The IRAS tax year. YA2024 covers income earned in calendar year 2023, filed and assessed in 2024. Tax bills are issued under the YA designation.
The Year of Assessment is IRAS's tax year designation. It covers income earned in the preceding calendar year and is the period in which that income is reported, assessed, and taxed.
Singapore uses the term 'Year of Assessment' (YA) rather than 'tax year' to clearly distinguish the assessment year (when you file) from the income year (when you earned it).
YA2024 covers income earned in calendar year 2023.
YA2025 covers income earned in calendar year 2024.
Filing deadline: typically 18 April of the YA (e.g., 18 April 2025 for YA2025).
NOA issued: May – August of the YA.
Tax payment due: typically one month after NOA, or in 12 monthly GIRO instalments.
Year-end planning: actions you take in December (RSTU, SRS contributions, charitable donations) affect the NEXT YA's tax bill. There's no retroactive adjustment.
RSTU deadline: cash top-ups must clear by 31 December to count for that calendar year's tax assessment.
SRS deadline: same — 31 December cut-off for that year's contribution to count.
Annual review: late November / early December is the right time to project your tax position and decide on year-end moves.
Backdated income changes (bonuses, late commissions): generally taxed in the year you receive them, not the year they're earned.

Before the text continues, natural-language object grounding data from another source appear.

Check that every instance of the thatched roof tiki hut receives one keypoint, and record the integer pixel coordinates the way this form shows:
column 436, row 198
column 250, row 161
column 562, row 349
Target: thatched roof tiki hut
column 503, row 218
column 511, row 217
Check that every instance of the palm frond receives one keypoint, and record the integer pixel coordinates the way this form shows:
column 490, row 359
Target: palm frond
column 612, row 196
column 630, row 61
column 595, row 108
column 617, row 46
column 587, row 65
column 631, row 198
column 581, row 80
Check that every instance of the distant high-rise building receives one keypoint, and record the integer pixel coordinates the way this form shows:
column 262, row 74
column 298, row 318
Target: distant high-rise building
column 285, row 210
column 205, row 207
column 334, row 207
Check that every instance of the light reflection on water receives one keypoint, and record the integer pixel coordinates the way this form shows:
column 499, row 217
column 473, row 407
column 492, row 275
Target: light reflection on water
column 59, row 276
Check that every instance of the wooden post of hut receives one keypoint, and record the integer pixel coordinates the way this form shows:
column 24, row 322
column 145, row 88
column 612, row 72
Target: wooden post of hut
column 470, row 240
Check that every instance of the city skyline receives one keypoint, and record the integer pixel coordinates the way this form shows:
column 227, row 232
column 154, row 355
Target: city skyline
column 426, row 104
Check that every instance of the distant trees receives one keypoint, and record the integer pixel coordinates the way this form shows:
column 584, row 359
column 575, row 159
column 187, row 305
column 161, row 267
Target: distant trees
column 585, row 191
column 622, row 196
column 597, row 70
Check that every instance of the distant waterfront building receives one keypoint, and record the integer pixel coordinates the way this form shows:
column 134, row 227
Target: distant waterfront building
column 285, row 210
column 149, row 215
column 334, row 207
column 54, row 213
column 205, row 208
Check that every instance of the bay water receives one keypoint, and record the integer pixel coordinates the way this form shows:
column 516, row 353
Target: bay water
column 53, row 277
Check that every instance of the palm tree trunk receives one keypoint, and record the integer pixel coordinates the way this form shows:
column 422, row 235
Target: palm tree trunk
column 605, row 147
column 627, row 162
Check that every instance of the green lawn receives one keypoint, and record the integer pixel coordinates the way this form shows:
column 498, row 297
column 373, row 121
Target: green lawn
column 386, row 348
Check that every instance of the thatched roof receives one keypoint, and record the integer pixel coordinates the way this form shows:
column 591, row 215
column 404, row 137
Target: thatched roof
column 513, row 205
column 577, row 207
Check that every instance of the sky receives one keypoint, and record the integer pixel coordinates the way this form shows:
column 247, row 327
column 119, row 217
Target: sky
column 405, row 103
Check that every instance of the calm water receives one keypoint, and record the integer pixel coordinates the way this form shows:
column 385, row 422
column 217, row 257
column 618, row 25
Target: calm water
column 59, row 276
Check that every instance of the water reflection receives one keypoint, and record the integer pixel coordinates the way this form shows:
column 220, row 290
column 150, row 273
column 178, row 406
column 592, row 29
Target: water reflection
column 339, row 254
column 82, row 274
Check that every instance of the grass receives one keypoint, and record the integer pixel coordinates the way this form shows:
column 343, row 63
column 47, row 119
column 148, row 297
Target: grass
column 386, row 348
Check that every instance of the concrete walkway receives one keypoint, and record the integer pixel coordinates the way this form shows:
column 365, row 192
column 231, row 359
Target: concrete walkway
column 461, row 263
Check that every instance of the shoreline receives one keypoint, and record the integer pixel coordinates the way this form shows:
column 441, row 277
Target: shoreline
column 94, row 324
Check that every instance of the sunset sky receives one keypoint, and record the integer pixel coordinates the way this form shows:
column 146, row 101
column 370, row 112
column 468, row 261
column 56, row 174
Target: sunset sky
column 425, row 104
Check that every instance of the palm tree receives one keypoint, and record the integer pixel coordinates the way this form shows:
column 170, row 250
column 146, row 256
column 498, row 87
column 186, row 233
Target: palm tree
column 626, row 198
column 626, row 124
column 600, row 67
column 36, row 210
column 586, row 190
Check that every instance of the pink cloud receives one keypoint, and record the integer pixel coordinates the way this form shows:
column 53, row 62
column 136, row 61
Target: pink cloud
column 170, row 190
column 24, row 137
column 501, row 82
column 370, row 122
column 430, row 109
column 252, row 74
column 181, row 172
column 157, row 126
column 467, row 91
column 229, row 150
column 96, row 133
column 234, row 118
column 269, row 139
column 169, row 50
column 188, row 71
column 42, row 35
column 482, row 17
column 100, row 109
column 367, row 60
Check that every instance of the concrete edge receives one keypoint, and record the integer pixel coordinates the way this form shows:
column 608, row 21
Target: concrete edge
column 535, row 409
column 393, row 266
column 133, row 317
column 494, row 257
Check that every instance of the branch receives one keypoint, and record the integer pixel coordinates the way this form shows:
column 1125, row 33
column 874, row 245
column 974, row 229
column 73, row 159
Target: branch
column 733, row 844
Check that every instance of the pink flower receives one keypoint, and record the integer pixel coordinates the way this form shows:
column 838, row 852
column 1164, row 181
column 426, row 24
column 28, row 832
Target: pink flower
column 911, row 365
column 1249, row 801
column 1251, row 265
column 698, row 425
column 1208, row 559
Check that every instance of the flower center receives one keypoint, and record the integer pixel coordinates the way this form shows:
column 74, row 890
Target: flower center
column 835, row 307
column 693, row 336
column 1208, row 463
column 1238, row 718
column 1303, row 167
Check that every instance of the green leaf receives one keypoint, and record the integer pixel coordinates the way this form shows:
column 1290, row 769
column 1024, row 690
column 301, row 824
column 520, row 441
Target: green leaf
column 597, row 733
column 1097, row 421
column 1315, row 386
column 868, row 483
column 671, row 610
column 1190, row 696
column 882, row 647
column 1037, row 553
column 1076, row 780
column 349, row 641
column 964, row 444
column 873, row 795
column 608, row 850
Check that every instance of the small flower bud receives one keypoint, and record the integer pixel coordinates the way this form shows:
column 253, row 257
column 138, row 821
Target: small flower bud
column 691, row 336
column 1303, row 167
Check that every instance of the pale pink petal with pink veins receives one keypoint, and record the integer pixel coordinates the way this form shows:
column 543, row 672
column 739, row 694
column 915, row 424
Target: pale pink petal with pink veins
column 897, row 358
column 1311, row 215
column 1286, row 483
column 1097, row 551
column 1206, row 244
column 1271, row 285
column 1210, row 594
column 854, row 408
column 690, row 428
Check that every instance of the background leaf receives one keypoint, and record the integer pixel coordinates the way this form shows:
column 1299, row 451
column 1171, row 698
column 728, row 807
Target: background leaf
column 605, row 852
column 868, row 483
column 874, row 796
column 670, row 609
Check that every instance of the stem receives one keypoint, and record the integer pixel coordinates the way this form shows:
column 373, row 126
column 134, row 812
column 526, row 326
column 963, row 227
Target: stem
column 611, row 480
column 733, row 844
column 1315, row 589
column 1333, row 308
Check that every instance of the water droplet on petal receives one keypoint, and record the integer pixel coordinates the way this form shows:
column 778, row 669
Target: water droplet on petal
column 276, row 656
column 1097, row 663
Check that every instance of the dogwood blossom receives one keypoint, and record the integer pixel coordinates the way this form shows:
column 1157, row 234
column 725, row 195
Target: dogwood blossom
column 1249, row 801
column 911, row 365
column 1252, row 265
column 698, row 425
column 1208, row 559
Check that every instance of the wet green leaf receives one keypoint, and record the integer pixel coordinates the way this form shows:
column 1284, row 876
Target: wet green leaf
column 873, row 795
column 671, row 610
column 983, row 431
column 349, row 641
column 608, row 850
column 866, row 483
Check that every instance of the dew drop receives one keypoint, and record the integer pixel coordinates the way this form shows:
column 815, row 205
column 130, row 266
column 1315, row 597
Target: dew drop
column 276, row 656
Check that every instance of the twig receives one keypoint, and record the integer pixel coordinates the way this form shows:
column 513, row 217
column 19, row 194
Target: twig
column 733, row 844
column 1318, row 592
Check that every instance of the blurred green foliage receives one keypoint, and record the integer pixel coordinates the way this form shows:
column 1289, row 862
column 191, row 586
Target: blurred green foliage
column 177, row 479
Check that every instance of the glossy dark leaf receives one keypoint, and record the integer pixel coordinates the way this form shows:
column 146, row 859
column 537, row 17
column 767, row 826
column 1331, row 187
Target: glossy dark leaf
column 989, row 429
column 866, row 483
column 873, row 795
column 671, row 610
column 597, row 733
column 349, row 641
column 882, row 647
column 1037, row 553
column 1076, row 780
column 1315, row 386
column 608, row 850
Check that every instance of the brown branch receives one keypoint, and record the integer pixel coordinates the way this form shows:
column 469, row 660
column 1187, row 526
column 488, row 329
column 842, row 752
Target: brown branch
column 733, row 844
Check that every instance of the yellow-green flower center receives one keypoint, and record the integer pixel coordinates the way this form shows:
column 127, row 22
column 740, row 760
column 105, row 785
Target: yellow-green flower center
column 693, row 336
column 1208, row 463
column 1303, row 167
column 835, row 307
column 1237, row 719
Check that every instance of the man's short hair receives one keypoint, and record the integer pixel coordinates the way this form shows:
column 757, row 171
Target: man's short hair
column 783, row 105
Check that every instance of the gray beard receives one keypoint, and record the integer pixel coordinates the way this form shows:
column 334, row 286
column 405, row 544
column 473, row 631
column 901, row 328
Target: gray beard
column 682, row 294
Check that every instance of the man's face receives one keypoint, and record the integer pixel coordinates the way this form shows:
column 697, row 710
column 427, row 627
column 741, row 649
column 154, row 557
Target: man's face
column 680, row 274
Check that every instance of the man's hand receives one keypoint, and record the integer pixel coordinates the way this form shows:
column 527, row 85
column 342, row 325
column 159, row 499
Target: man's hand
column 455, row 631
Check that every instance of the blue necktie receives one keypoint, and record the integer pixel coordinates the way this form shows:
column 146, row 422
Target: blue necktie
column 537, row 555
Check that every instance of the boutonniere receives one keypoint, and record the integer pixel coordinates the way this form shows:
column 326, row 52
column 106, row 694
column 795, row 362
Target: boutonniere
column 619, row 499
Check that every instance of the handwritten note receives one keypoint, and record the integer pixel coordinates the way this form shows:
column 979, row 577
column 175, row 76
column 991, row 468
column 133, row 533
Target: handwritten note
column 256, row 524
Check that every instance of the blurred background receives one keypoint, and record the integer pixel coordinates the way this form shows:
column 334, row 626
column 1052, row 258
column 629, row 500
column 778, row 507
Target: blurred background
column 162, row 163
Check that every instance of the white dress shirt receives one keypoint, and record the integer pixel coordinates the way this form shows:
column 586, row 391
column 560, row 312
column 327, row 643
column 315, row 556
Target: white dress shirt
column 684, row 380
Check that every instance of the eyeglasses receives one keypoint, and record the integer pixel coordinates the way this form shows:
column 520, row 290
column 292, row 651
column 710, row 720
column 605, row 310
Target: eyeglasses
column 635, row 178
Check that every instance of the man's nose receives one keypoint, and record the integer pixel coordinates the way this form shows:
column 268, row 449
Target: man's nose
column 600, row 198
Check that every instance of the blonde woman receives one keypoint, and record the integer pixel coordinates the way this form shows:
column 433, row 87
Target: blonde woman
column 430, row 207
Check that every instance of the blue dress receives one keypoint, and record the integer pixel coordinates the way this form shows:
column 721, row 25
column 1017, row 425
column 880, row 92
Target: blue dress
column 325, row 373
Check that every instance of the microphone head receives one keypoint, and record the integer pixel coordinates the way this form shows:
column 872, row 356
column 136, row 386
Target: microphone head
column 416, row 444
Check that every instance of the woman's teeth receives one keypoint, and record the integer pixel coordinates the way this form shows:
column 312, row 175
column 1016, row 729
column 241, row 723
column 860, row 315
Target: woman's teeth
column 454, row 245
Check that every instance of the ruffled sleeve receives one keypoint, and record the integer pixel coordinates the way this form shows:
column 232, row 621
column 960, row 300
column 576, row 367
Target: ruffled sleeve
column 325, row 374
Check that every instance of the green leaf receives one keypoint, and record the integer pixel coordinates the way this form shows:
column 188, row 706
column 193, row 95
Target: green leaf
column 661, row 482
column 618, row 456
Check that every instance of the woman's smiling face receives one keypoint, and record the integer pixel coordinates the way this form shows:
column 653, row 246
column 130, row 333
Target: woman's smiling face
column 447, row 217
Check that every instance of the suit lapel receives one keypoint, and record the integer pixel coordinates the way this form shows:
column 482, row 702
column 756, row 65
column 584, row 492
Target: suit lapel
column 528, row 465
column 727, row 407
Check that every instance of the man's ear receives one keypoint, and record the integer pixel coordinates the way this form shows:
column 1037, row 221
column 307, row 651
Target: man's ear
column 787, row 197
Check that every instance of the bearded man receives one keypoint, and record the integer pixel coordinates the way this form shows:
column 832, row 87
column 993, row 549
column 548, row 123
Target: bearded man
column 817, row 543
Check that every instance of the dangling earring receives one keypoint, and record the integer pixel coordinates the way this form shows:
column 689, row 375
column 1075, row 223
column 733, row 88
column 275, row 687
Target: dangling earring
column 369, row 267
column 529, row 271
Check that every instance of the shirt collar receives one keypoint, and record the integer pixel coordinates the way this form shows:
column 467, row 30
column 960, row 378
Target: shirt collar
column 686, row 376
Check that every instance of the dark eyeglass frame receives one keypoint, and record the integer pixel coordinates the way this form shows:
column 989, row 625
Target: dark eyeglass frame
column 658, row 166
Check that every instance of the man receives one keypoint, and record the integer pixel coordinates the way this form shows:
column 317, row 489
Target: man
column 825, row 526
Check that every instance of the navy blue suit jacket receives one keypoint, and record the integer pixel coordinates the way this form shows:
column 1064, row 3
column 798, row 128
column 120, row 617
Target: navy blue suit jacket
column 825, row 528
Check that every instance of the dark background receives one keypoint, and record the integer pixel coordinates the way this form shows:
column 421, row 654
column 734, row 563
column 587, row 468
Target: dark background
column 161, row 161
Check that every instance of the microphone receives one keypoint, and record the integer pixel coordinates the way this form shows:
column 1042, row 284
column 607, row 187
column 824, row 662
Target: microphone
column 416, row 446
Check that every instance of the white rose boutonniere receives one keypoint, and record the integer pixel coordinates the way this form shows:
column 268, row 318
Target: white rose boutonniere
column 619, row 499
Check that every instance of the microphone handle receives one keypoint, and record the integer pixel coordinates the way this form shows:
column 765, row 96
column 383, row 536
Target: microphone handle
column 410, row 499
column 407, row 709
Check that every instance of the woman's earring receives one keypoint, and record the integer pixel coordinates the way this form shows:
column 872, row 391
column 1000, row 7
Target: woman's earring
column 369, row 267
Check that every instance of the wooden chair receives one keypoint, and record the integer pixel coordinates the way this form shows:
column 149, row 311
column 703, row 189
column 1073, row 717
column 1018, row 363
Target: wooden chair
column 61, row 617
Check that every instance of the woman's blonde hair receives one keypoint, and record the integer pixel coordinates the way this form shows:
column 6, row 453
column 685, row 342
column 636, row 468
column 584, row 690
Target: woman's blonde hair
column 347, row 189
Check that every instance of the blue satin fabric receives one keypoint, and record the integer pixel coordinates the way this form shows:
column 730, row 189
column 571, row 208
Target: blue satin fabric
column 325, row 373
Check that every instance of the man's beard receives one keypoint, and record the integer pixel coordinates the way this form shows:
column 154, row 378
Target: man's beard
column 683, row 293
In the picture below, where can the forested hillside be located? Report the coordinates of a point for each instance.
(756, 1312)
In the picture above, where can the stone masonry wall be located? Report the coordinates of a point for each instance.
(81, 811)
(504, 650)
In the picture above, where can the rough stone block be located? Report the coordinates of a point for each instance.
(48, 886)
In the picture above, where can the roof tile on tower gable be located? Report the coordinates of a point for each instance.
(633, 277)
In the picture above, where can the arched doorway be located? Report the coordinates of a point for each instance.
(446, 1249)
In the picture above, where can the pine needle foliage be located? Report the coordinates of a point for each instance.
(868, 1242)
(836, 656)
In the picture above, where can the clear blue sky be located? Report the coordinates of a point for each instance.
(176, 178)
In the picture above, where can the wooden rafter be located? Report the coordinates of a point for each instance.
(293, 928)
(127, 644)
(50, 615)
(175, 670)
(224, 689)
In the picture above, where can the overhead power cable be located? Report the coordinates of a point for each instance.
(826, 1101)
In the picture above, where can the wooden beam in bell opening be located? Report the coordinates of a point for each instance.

Some exceptions apply.
Carry-forward: losses (for self-employed) can be carried forward indefinitely subject to shareholding tests. Capital losses on personal investments are not deductible (no capital gains tax means no capital loss deduction).
Foreign-sourced income: taxable when remitted to Singapore for residents. Timing remittance across YAs can manage tax bands.
Tax residency status changes: critical for those moving between Singapore and overseas. Determined by physical presence days and employment circumstances per YA.
IRAS's tax year designation. YA2024 covers income earned in calendar year 2023 — the income year and assessment year are offset by 12 months. Singapore uses this distinction deliberately to separate the year you earned the income from the year you report and pay tax on it.
March to April of the YA year. Filing deadline is 18 April. Income earned in the calendar year is reported in the following YA. So 2024 income is reported in YA2025, due 18 April 2025.
Contributions that must clear by 31 December: SRS top-ups, RSTU cash top-ups, donations to approved IPCs. Reviewing reliefs in November / early December gives you time to act before year-end. Procrastinating past 31 December pushes those actions to the next YA.
Rarely. Resident tax rates have been stable across recent YAs; rebates (one-off relief) sometimes vary by Budget announcement. The S$80,000 personal reliefs cap and major brackets have been unchanged since YA2018. Check IRAS for any current-year adjustments.